Another issue, especially when it comes to confirming deployments, is the ability of credit reporting bureaus to determine who is eligible for the free service. The FTC is giving advice to credit reporting companies to “err on the side of giving the free service more broadly.” The Federal Trade Commission (FTC) will deem a credit reporting agency in compliance with the law if it provides free electronic credit monitoring services to consumers who self-certify their active duty status, consumers who self-certify they are a reservist on active duty under Title 10 orders, and consumers who self-certify they are members of the National Guard. As a result, it will be less likely that a qualified military buyer will be turned away. The credit reporting companies will decide whether to offer this advantage to more service personnel.
According to the FTC’s final rule, a confirmation of a person’s active duty status from a credit reporting agency is valid for two years. The credit reporting agency may then request that the consumer provide further supporting paperwork.
A military customer is not required to notify the credit reporting bureau after returning to the service station, according to FTC spokeswoman Juliana Gruenwald.
The three major national credit reporting companies, Equifax, Experian, and TransUnion, are still working out the specifics of how military members can sign up for the free credit monitoring, according to the FTC.

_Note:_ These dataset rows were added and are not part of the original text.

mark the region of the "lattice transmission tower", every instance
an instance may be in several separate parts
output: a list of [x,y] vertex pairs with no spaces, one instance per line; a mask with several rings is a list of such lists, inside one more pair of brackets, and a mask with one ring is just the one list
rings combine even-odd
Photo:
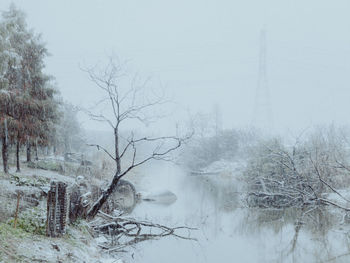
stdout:
[[270,132],[273,128],[273,119],[270,104],[270,91],[267,79],[266,62],[266,30],[260,33],[259,76],[255,91],[255,104],[252,125],[264,132]]

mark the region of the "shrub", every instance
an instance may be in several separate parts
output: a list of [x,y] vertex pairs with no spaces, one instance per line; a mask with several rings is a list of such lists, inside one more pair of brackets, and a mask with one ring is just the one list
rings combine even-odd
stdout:
[[[46,215],[42,212],[43,209],[35,207],[27,210],[18,216],[17,228],[31,234],[45,235],[46,234]],[[8,222],[14,225],[14,219]]]
[[36,162],[29,162],[27,165],[29,168],[43,169],[60,173],[64,172],[62,163],[52,160],[39,160]]
[[347,160],[345,138],[334,129],[317,130],[293,146],[277,138],[263,141],[244,172],[248,205],[281,208],[319,202],[334,187],[350,185]]

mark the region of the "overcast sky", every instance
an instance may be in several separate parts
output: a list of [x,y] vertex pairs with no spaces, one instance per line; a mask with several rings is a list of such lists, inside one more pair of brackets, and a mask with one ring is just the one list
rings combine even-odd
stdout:
[[[13,2],[43,34],[47,71],[74,104],[102,95],[79,64],[114,52],[161,82],[179,111],[219,104],[225,127],[247,126],[265,27],[274,127],[350,124],[349,0]],[[0,9],[10,3],[1,0]]]

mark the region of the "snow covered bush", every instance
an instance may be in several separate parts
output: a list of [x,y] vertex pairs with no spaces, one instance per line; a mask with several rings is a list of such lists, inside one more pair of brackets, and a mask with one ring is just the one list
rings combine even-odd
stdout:
[[334,127],[285,145],[278,138],[256,146],[244,171],[249,206],[301,207],[350,185],[347,139]]

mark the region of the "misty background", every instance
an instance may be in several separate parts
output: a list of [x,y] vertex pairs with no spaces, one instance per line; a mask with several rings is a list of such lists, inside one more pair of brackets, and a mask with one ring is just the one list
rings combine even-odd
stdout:
[[[348,0],[2,0],[0,11],[0,261],[8,249],[28,262],[348,262]],[[74,232],[56,246],[52,181],[76,198]],[[1,237],[17,218],[32,235]]]
[[[350,123],[347,0],[2,0],[0,9],[11,2],[43,34],[47,72],[75,105],[91,106],[103,95],[80,67],[113,53],[164,87],[177,103],[171,123],[219,105],[224,128],[247,127],[265,28],[274,130]],[[101,129],[81,117],[86,128]]]

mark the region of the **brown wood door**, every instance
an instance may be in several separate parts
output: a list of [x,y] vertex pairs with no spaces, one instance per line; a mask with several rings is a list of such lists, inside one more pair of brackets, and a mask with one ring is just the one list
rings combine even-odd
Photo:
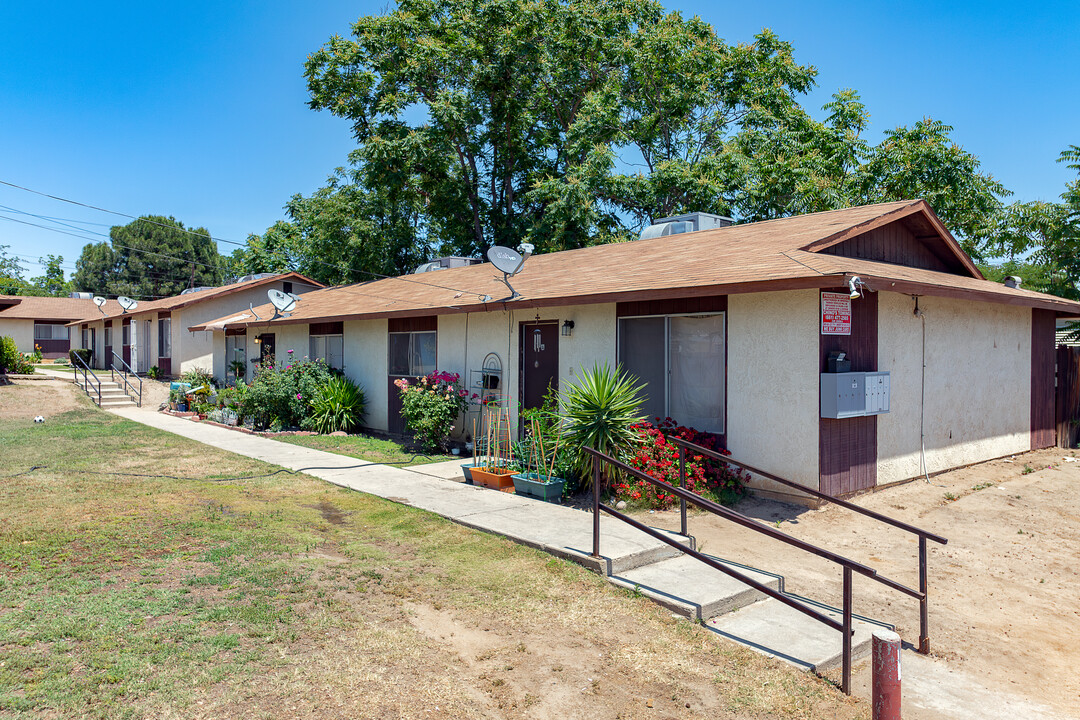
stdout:
[[559,323],[521,323],[521,409],[544,404],[548,388],[559,389]]
[[259,336],[259,364],[266,362],[277,364],[277,339],[274,333],[263,333]]
[[1031,449],[1053,447],[1054,423],[1054,330],[1053,310],[1031,311]]

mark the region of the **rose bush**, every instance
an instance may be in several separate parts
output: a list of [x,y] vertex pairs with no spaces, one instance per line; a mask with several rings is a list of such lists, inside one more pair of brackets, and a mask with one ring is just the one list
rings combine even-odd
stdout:
[[469,393],[462,389],[460,379],[457,373],[436,371],[415,382],[405,378],[394,381],[405,426],[416,433],[426,451],[445,445],[458,415],[468,406]]

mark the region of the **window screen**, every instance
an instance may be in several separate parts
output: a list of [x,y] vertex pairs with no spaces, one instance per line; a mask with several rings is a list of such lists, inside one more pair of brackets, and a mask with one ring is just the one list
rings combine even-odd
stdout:
[[416,377],[435,372],[438,333],[390,333],[390,375]]
[[649,420],[666,417],[667,351],[664,341],[665,319],[630,318],[619,321],[619,362],[623,370],[645,384],[645,402],[641,411]]
[[724,432],[724,315],[623,318],[619,362],[645,384],[650,420]]
[[337,370],[344,367],[344,341],[341,335],[312,335],[308,339],[308,357],[324,360]]
[[34,323],[35,340],[67,340],[68,330],[63,325],[45,325]]

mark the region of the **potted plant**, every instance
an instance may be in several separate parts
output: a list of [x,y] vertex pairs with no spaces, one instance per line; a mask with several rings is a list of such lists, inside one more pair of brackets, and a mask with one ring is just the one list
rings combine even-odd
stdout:
[[179,396],[176,400],[176,410],[178,412],[186,413],[188,411],[189,398],[183,393],[182,390],[179,390],[177,392],[179,393]]
[[[474,485],[510,491],[514,487],[514,449],[510,442],[510,413],[501,407],[485,408],[484,443],[470,470]],[[474,435],[475,437],[475,435]]]
[[[547,401],[548,398],[545,398],[545,405]],[[524,468],[512,478],[514,491],[518,495],[557,502],[562,498],[566,486],[566,479],[555,474],[560,460],[559,451],[563,450],[563,455],[566,455],[562,423],[556,414],[543,410],[524,411],[522,415],[527,429],[518,456]]]
[[176,406],[179,403],[179,401],[180,401],[180,391],[179,390],[170,390],[169,391],[169,409],[175,412],[176,411]]

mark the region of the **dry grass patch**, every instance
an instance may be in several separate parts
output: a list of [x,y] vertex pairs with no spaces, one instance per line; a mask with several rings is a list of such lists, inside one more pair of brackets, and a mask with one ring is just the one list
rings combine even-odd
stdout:
[[[0,420],[0,437],[5,717],[867,715],[577,566],[415,508],[92,408]],[[48,467],[19,474],[32,465]]]

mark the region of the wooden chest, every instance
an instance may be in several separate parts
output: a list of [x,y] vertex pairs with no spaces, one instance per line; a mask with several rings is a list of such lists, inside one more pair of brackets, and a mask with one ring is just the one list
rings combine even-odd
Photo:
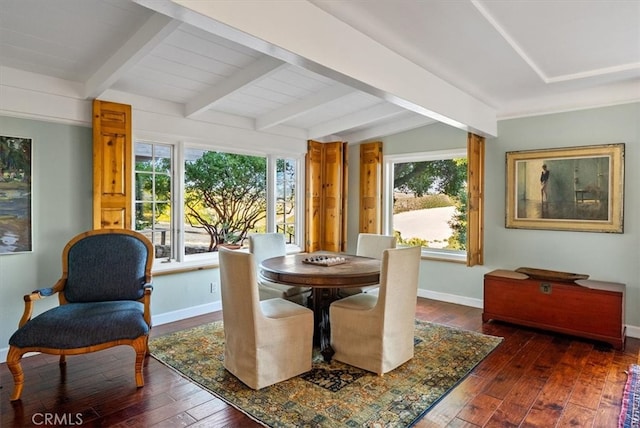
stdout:
[[624,284],[555,282],[496,270],[484,276],[482,321],[506,321],[599,340],[623,349],[624,299]]

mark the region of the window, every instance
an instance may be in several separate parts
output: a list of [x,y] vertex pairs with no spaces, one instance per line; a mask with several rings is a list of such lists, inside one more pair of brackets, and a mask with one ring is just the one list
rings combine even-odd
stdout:
[[151,240],[156,258],[171,258],[172,147],[135,144],[135,230]]
[[466,149],[385,156],[384,230],[423,255],[466,260]]
[[301,159],[149,142],[134,150],[135,227],[162,262],[211,262],[220,246],[246,246],[251,233],[299,244]]
[[276,160],[276,232],[296,243],[296,160]]

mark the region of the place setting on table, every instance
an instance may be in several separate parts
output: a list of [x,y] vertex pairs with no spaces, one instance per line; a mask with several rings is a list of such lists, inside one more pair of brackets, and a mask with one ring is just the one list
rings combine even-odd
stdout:
[[347,262],[347,258],[344,256],[311,256],[302,259],[302,263],[316,266],[335,266],[341,265]]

These services notify customers of material additions to their credit files, such as new accounts opened in their names, changes to their address, name, or phone number, and adjustments to their credit limits. Consumer inquiries or requests for consumer reports that aren’t made for pre-screening or account review also fall under this category.
These credit reports include information on your address, whether you pay your debts on time and how much you owe, as well as if you’ve ever been sued, imprisoned, or declared bankruptcy, as well as information about your payment history. The data is used to make decisions regarding lending you money, renting you an apartment, and, most importantly for many in the military, determining whether or not to give you a security clearance. Additionally, in accordance with current legislation, authorities continuously investigate everybody who contributes to national security, including service members, by looking into their financial backgrounds.
Customers that make use of these proactive monitoring services are able to see any fraud or problems at an early stage and take prompt action.
They won’t be charged to view their credit reports if individuals in the military are alerted that a substantial change has taken place. In accordance with the final regulation, a credit reporting agency is required to give a consumer unrestricted access to the file in addition to notifying them that their credit file has been modified.
Military clients won’t be charged to examine their credit reports if they receive notice of a significant change. A consumer must be given free access to their credit file by the credit reporting agency if they are informed of such a revision to their file, according to the final rule.
The legislation permitting this expanded free access did not include a timeline for the credit reporting companies to start providing free monitoring. However, they gave the FTC a year from May 24, 2018, the date the law was passed, to create the regulations implementing it.
As a result, the FTC set a three-month deadline following the Federal Register publication of the new regulations. The FTC has stated that they will allow credit reporting agencies to continue offering their current commercial credit monitoring service for free to service members for up to a year after the rule’s effective date, acknowledging the possibility that they may need more time to create systems to accept documentation of active duty service and to make changes in their systems to generate alerts about the changes. Visit this page for information on how to get military verification completed.